There are two additional limitations when considering the regulatory context. These include the lack of reporting of this case study using internationally accepted guidelines for ‘omics bioactivity profile-based G/RAx, and the use of approaches that have not yet been validated, including the unproven reliability of bioactivity profile-based grouping using ‘omics data. Regarding the former, the OECD Omics Reporting Framework (OORF) has recently been developed to provide guidance on reporting the acquisition, processing and statistical analysis of ‘omics data in regulatory toxicology (Harrill et al. 2021). Additionally, a project by the OECD Working Party on Hazard Assessment is currently defining how to report chemical grouping using ‘omics data. Regarding a lack of validation, the reliability of chemical grouping using metabolomics data has recently been demonstrated in the Cefic LRI-funded MATCHING (MetAbolomics ring-Trial for CHemical groupING) project (Viant et al. 2024).

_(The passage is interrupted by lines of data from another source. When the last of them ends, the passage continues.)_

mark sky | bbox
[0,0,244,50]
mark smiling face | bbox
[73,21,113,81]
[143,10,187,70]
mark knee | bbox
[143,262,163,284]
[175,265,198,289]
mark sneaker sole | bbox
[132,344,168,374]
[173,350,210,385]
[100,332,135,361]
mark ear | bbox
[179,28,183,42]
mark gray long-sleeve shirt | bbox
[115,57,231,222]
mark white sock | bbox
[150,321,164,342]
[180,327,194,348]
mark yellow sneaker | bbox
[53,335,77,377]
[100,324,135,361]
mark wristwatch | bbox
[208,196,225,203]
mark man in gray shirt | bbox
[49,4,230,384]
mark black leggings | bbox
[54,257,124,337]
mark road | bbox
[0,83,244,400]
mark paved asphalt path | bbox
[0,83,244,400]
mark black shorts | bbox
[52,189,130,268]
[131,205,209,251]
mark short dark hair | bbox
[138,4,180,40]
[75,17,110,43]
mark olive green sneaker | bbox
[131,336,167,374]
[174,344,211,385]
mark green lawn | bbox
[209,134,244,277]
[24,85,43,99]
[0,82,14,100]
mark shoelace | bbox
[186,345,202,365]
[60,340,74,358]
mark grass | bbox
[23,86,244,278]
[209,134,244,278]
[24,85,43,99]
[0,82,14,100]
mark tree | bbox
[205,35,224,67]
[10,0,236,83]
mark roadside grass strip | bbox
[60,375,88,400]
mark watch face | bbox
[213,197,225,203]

This ring-trial comprised six blinded laboratories each acquiring, processing and statistically analysing a set of rat plasma samples obtained from a 28-day exposure study, with five partners achieving an identical grouping of eight test substances. Also, a new framework has just been proposed to evaluate the quality and reliability of targeted metabolomics assays, including in toxicology (Sarmad et al., 2023). These recent and ongoing efforts all contribute significantly to building confidence in the application of ‘omics data to regulatory toxicology.

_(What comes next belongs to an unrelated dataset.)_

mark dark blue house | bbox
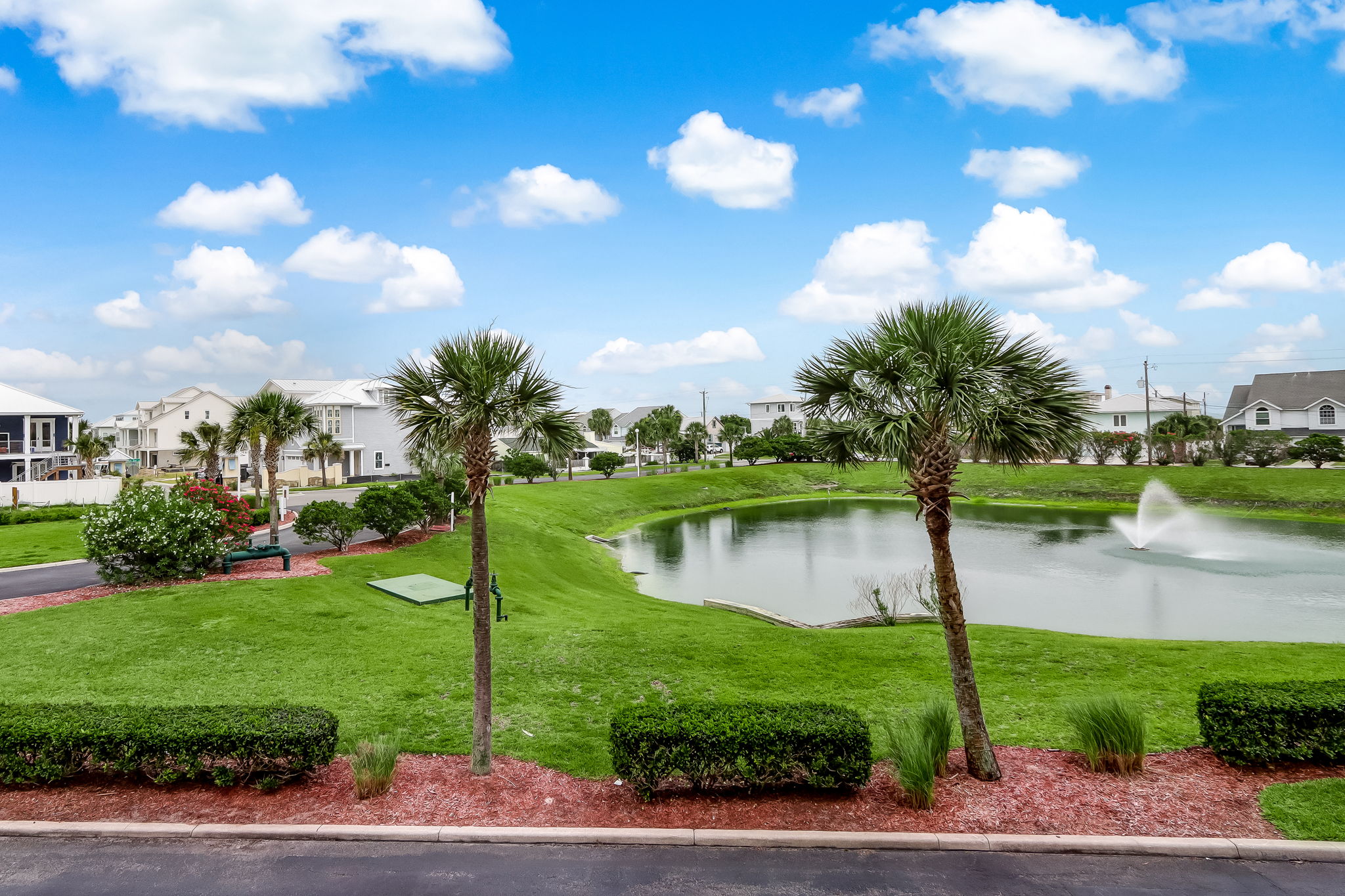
[0,383,83,482]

While not a limitation of the multi-omics workflow for chemical grouping per se, this case study provides an example where the results derived from bioactivity profile-based grouping, structural and QSAR approaches are all in agreement. Thus yielding a consistent hypothesis for the selection of an analogue to the DY3 target substance. Currently, there is no international guidance on how to reconcile differing hypotheses from biological-based grouping and structural approaches for chemical grouping: this situation is likely to arise in future studies. Further well-designed case studies are needed to evaluate and determine where the precedence should lie, i.e., how to weigh each approach’s relative contributions to the final grouping hypothesis.

Conclusions

We have demonstrated how metabolomics and transcriptomics can be combined to improve the confidence in grouping data-poor chemicals, enabling the read-across of a toxicological endpoint to fill a data gap for a target substance. Multi-omics bioactivity profile-based grouping uniquely revealed that S1 is the most suitable analogue for read-across to DY3, supported by statistical evidence, and substantiates the structure-based grouping using (Q)SAR profilers that identified S1, SRG and DY3 as a group. The read-across of Daphnia chronic reproductive toxicity from S1 to DY3 was subsequently confirmed experimentally, increasing confidence in the capability of the multi-omics workflow. Mapping ToxPrint structural fingerprints of the dyes onto the bioactivity profile-based grouping indicated an aromatic alcohol moiety could be responsible for the shared molecular effects of S1 and DY3. Additionally, the metabolomics measurements provided insights into ADME processes, enabling the simultaneous discovery of the fate and biochemical effects of the azo dyes. The ‘omics measurements confirmed internal exposures of D. magna to each dye and discovered multiple biotransformation products. Some limitations of the overall approach have been identified. Foremost is the lack of plausible toxicological interpretation of the molecular effects, which was not feasible for technical reasons yet could in principle provide a third layer of evidence for the analogue justification, building on the structural similarity and bioactivity similarity of the ‘omics profiles. A further limitation related to the future regulatory application of bioactivity profile-based grouping is the lack of standardised methodologies and reporting. However, efforts are underway to help address these issues. While acknowledging these limitations, this case study demonstrates an effective multi-omics NAM for building chemical groups to enable read-across.